I am not convinced about the actual danger of this kind of attack.
The attack involves compromise of an authentication key and
doesn't really apply to privacy keys. There is no reason whatsoever
for an authentication key to be weak. No performance reason, and no
export control reason.
For fast ICV computation, one can compute a message-digest and
compute the MAC code over the digest or encrypt that using a
strong cryptosystem. There is no performance penalty here to using
something like multiple encryption DES (say triple DES), since we
are only talking about 8-16 bytes per packet. And of course,
the encryption of Kp doesn't have to weak either, for the same
reasons. Note that the encryption of Kp under Kij overhead is not
per packet but per key-change.
Also, the weak cryptosystem export requirement is only for privacy
algorithms, not authentication algorithms.

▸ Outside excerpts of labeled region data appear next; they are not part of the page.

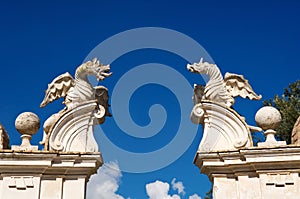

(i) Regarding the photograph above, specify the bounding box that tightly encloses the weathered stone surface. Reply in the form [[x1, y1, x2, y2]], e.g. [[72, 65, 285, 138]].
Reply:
[[255, 106, 282, 130], [191, 101, 253, 152], [187, 58, 262, 107], [0, 124, 9, 149], [15, 112, 40, 135], [40, 58, 112, 152], [0, 150, 103, 199], [194, 145, 300, 199], [291, 116, 300, 145]]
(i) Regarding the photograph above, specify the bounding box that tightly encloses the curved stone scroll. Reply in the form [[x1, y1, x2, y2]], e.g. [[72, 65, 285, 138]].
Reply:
[[49, 100, 100, 152], [191, 101, 253, 152]]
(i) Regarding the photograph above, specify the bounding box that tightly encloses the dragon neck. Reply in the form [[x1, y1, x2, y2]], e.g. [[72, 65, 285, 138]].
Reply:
[[204, 65, 223, 95], [75, 70, 93, 96]]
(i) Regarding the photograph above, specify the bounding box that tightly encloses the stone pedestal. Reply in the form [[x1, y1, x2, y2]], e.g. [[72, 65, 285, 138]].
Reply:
[[194, 145, 300, 199], [0, 150, 103, 199]]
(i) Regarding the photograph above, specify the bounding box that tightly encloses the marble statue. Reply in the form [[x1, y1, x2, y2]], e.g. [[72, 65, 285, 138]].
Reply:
[[187, 59, 262, 151], [40, 58, 112, 152], [187, 58, 262, 107]]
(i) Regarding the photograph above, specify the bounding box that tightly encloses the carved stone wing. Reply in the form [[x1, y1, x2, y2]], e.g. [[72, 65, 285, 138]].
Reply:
[[224, 73, 262, 100], [94, 86, 111, 116], [40, 72, 74, 107]]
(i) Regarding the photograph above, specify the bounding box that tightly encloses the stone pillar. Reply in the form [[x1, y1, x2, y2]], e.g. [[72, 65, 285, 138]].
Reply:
[[194, 145, 300, 199]]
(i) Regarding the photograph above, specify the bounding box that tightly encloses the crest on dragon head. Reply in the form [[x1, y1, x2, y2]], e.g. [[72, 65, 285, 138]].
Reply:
[[40, 58, 112, 152], [187, 58, 262, 107]]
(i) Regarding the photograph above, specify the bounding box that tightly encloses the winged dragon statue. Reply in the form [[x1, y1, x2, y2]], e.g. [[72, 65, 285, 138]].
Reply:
[[40, 58, 112, 151], [187, 58, 262, 151], [187, 58, 262, 107]]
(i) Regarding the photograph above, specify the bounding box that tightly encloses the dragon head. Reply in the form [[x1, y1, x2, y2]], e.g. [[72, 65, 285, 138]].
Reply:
[[79, 58, 112, 81], [187, 58, 213, 74]]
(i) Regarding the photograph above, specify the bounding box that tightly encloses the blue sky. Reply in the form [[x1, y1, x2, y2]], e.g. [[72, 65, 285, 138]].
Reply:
[[0, 1, 300, 199]]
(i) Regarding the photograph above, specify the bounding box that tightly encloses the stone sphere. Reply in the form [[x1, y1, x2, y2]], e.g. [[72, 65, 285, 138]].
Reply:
[[255, 106, 282, 130], [15, 112, 40, 135]]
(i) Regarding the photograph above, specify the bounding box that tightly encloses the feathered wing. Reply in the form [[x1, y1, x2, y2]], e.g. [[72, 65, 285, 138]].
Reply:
[[224, 73, 262, 100], [94, 86, 111, 116], [40, 72, 74, 107]]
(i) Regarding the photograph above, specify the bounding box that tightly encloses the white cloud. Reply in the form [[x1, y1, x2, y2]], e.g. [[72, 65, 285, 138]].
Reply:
[[146, 180, 180, 199], [189, 194, 201, 199], [87, 162, 124, 199], [171, 178, 185, 195], [146, 178, 201, 199]]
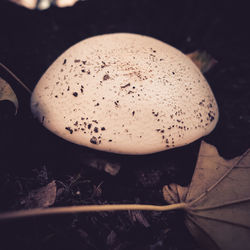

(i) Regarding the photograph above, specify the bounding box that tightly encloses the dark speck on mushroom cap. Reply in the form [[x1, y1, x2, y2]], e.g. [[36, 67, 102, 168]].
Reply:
[[31, 33, 219, 154]]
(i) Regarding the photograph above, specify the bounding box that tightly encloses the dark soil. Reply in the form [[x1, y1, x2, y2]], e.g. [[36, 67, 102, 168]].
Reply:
[[0, 0, 250, 250]]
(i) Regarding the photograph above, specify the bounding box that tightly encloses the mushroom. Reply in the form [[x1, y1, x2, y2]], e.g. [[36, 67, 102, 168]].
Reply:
[[31, 33, 219, 155]]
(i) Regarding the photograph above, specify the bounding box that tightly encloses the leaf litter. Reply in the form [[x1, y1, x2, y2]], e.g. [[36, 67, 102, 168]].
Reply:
[[0, 77, 18, 114], [163, 142, 250, 250]]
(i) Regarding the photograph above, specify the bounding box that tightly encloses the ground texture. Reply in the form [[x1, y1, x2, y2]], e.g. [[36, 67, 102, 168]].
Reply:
[[0, 0, 250, 250]]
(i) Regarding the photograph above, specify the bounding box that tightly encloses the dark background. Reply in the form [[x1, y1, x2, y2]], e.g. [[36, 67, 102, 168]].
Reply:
[[0, 0, 250, 250]]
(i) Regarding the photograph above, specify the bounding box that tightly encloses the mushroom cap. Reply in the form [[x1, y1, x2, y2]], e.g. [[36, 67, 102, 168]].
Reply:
[[31, 33, 219, 154]]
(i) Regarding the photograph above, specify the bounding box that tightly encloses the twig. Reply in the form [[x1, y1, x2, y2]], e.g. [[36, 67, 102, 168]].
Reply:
[[0, 203, 186, 220]]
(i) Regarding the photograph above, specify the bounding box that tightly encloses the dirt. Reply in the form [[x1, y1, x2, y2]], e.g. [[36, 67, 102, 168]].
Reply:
[[0, 0, 250, 250]]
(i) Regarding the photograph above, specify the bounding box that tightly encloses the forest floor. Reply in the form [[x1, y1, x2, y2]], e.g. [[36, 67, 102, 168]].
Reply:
[[0, 0, 250, 250]]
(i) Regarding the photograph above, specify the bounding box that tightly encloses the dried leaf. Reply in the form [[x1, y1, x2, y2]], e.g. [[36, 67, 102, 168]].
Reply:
[[163, 142, 250, 250], [187, 50, 217, 73], [0, 77, 18, 114], [22, 181, 56, 208]]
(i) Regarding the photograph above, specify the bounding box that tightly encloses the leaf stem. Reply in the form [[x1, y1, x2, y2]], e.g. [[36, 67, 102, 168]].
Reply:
[[0, 203, 186, 220], [0, 62, 32, 95]]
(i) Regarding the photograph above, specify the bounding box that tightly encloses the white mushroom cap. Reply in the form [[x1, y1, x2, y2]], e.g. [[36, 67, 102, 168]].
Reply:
[[31, 33, 219, 154]]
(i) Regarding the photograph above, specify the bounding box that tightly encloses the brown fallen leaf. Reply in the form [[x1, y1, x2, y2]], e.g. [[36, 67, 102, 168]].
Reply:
[[0, 77, 18, 114], [186, 50, 217, 73], [22, 181, 56, 209], [163, 142, 250, 250]]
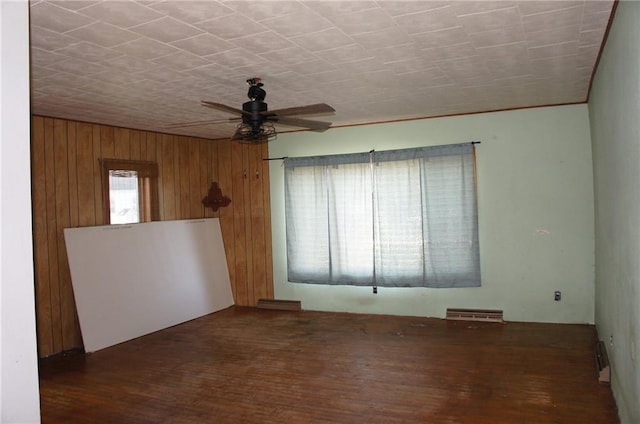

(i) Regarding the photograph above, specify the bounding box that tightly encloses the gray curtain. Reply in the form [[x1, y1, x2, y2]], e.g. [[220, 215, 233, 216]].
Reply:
[[285, 143, 480, 287]]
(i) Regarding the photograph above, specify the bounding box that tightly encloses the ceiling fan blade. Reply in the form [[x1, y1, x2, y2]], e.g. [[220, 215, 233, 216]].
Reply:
[[164, 117, 242, 128], [265, 103, 336, 116], [200, 100, 246, 116], [267, 116, 331, 131]]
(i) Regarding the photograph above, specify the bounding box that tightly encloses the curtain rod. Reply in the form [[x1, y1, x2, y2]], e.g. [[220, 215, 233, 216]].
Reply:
[[262, 141, 482, 160]]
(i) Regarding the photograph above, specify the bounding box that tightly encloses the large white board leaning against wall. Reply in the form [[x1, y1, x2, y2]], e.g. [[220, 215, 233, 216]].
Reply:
[[64, 218, 234, 352]]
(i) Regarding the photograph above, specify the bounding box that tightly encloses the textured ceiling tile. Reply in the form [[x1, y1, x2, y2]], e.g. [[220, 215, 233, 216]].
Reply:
[[411, 26, 472, 49], [149, 0, 234, 24], [29, 3, 95, 32], [196, 13, 268, 40], [260, 46, 317, 65], [67, 22, 140, 47], [31, 48, 68, 67], [206, 48, 266, 69], [233, 31, 297, 54], [56, 41, 121, 62], [529, 41, 579, 59], [30, 28, 80, 50], [112, 37, 178, 60], [104, 55, 155, 73], [135, 68, 186, 83], [28, 0, 613, 138], [185, 64, 236, 80], [518, 0, 584, 16], [287, 59, 336, 76], [458, 7, 520, 33], [51, 0, 101, 10], [224, 0, 301, 21], [378, 0, 451, 17], [352, 27, 413, 49], [131, 17, 203, 43], [451, 0, 516, 16], [476, 43, 527, 60], [81, 1, 163, 28], [469, 24, 525, 48], [260, 8, 333, 37], [151, 51, 210, 71], [47, 59, 104, 74], [316, 44, 373, 64], [395, 7, 459, 34], [421, 43, 477, 61], [522, 6, 582, 32], [171, 33, 234, 56], [327, 8, 394, 35], [527, 25, 580, 47], [290, 27, 354, 52], [438, 57, 491, 80], [580, 28, 605, 47]]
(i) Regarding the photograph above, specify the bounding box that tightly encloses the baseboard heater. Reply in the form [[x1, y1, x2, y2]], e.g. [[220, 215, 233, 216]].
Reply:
[[596, 340, 611, 384], [446, 308, 504, 322], [256, 299, 302, 311]]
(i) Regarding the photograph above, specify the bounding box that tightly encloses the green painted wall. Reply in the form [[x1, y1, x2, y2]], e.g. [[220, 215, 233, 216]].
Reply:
[[269, 105, 594, 323], [589, 1, 640, 423]]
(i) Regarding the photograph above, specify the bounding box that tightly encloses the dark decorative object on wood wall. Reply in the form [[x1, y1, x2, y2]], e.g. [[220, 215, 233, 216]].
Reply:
[[202, 182, 231, 212]]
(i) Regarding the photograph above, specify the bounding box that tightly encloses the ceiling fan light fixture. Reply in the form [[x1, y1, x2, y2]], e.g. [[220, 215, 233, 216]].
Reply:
[[231, 122, 278, 144]]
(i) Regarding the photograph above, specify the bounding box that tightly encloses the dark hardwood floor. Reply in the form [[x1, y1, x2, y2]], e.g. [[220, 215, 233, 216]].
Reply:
[[40, 307, 618, 424]]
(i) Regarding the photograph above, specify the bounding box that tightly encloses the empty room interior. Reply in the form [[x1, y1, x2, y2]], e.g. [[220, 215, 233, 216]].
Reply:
[[0, 0, 640, 424]]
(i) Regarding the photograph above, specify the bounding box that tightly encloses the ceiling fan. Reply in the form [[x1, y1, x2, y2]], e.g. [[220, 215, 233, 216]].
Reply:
[[168, 77, 335, 144]]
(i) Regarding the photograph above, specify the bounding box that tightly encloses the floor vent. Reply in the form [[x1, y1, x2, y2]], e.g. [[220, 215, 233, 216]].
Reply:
[[256, 299, 302, 311], [447, 308, 504, 322], [596, 340, 611, 384]]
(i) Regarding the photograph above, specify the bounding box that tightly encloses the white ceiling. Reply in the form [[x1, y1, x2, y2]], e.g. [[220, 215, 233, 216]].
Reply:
[[30, 0, 613, 138]]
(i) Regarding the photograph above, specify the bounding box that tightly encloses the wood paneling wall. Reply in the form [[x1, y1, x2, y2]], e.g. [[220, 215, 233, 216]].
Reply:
[[31, 116, 273, 357]]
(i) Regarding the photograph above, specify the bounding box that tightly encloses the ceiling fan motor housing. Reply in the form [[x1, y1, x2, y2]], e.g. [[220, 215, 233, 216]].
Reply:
[[242, 101, 267, 133]]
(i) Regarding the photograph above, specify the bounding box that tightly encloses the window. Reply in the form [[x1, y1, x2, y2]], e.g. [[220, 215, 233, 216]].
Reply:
[[285, 143, 480, 287], [102, 159, 159, 224]]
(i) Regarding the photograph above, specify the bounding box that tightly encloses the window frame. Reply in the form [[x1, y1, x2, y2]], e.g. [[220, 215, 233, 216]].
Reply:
[[100, 159, 160, 225], [285, 143, 481, 288]]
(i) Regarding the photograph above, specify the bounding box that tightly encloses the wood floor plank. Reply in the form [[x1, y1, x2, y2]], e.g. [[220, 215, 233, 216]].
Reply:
[[40, 307, 618, 424]]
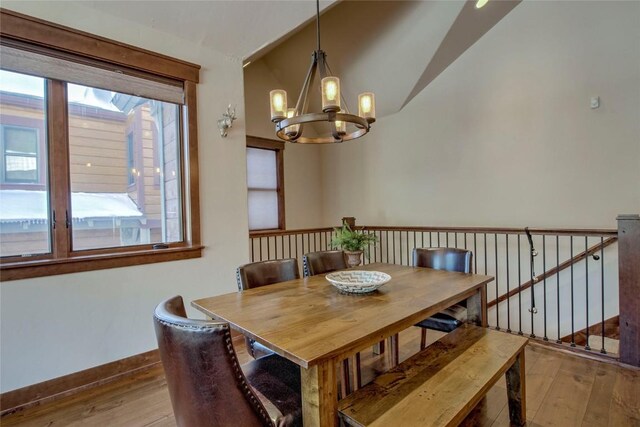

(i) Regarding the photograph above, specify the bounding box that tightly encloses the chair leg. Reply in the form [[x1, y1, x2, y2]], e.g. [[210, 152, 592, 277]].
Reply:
[[420, 328, 427, 350], [505, 350, 527, 426], [353, 353, 362, 391], [373, 340, 384, 355], [389, 334, 400, 367], [340, 358, 351, 399]]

So there is no reason *at all* for this key to be weak (and this
is part of the reason why SKIP separates authentication and
privacy keys).
If we are going to be hypothetical about weak keys, just for the sake
of discussion, the key-management keys (the equivalent of Kij in SKIP)
could also be weak (why not?). This would compromise the long-term keys,
and therefore allow attacks from authentication failure as well. This
kind of argument can be made against any conceivable protocol.
If there is a legitimate reason for Kp or the encryption of Kp
to be weak, I would be happy to learn of it.
Because of this, I dont think that there is any reason to
complicate the protocol just for the sake of this issue.
If this is really a hot button, then I can suggest solutions
(not right now, but in a future message) that can prevent this
which don't require synchronized clocks or the need for interactive
key-management with its associated complexity. However, I am
personally not convinced that this is such a big issue.
>To illustrate the later point, consider a scenario where i sends to both
>j and A the same information authenticated with Kp and then transmits
>Kp to each of them encrypted under the respective master keys Kij and
>KiA. In this case, A legitimately learns Kp (and, with some added curiosity,
>also the value of Kij(Kp)).
This, of course, is even less likely, because there is no reason to reuse
keys Kp for different nodes. They are always randomly generated for each
end node. If by chance they happen to be the same for different end nodes,
(near zero probability) the end nodes will never learn of this because
they are encrypted under different master keys.
Peace,
Ashar.